The narrative is evolving from green compliance to energy resilience, from sustainability as an obligation to sustainability as a competitive advantage. The AI revolution will not be won in the cloud, but in the power grid that sustains it.

Also Read: The shifting geopolitics of sustainability, energy, and climate

The new asset class: AI-ready infrastructure

A new category of infrastructure is emerging, one that is intelligent, efficient, and sovereign. Energy-smart data centres will define the 2030s, and the convergence of compute, energy, and regulation will shape not only the digital economy but also national competitiveness.

Southeast Asia is already becoming a stage for this transformation. Singapore remains the premium ESG benchmark, but with limited land and water, it is guiding regional standards rather than expanding capacity. Malaysia has seized the opportunity, attracting a wave of investment from global hyperscalers. Indonesia is rising fast, driven by its massive population and government incentives. The Philippines and Vietnam are catching up as connectivity improves.

This FDI surge is more than a capital inflow. It signals a strategic repositioning. Nations are competing not just to host data but to control the digital-physical nexus of energy and computation. The outcome will determine who captures the value created by the AI economy.
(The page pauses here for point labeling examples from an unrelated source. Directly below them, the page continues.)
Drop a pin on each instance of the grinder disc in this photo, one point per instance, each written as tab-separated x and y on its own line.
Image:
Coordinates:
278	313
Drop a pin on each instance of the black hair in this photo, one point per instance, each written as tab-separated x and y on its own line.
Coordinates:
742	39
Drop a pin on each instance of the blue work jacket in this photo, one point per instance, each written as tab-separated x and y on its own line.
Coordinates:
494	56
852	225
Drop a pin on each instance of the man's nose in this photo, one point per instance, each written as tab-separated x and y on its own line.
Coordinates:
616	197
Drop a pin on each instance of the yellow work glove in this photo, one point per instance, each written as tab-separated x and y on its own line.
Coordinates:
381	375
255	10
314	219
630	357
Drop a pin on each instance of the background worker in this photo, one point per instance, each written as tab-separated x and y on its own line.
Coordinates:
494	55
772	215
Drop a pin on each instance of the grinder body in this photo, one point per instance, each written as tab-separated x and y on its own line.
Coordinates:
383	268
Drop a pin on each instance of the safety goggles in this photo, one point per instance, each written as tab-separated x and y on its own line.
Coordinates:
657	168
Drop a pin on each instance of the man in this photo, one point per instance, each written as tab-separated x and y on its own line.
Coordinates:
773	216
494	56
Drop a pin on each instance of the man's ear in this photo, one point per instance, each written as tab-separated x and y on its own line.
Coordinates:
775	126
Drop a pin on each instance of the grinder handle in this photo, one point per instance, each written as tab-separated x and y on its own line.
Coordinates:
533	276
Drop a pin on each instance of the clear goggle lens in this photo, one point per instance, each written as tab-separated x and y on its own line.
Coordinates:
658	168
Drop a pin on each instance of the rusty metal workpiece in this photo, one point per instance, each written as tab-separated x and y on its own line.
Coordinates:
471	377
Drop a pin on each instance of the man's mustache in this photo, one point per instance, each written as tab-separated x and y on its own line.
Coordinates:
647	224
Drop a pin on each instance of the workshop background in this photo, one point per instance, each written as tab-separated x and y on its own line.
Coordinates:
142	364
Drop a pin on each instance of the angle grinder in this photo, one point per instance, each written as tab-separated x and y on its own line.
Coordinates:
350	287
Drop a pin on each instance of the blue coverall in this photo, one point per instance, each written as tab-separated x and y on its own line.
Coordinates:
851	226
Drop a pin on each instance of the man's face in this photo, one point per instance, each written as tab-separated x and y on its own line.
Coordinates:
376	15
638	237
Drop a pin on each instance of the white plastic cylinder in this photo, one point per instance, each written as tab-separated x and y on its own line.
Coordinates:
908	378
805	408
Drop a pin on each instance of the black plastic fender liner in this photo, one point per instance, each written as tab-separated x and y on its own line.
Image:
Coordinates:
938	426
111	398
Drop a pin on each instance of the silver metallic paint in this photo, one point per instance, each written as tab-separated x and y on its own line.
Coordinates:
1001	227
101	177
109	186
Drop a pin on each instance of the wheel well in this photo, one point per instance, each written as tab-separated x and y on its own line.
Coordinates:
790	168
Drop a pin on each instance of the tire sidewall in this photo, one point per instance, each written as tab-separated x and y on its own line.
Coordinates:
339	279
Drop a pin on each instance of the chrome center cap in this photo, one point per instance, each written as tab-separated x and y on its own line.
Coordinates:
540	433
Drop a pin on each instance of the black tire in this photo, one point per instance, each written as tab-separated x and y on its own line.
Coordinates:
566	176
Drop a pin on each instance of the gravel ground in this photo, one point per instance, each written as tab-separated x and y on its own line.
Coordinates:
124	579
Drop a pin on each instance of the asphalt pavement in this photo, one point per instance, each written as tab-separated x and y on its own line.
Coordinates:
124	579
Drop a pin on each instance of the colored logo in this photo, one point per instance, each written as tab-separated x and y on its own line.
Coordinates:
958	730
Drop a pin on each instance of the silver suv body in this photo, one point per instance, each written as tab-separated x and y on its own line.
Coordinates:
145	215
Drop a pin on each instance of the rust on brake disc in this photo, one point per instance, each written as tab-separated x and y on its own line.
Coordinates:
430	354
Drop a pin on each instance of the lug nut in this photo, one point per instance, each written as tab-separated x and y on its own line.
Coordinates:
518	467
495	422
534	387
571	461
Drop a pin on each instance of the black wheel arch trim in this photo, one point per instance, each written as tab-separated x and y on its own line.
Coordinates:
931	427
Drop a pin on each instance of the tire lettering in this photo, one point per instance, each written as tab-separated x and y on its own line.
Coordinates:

Investors, policymakers, and builders are no longer operating in silos. They are co-designing an ecosystem where energy efficiency, grid intelligence, and data sovereignty intersect. For capital allocators, this presents a generational opportunity: to fund the foundations of an AI-ready, climate-aligned digital economy.

The next decade

The next decade will test whether the world can reconcile digital expansion with environmental limits. The AI era is not merely a software story; it is an energy story. Without reinvention at the infrastructure level, capacity, cost, and carbon will become binding constraints on innovation.

Southeast Asia stands at the forefront of this challenge. Its economies are growing rapidly, its populations are digital-first, and its geography places it at the crossroads of East and West. Yet its energy systems remain among the most carbon-intensive. Bridging that gap requires imagination and investment in equal measure.

This region can lead by designing the next generation of infrastructure from first principles, embedding energy intelligence into every layer of the digital stack. Governments can align data-centre policy with national energy transition plans, accelerating renewable integration and storage. Investors can support technologies that couple compute density with sustainability. Operators can adopt circular resource models for heat, water, and hardware.

Southeast Asia has the resources, capital, and talent to shape this future. The question is whether it will choose to lead or wait for others to define the standards.

At The Radical Fund, our view is clear. The AI revolution depends on reinventing energy infrastructure. The region that succeeds in aligning power with intelligence will not only fuel its digital growth, but it will also own the foundations of the next economy.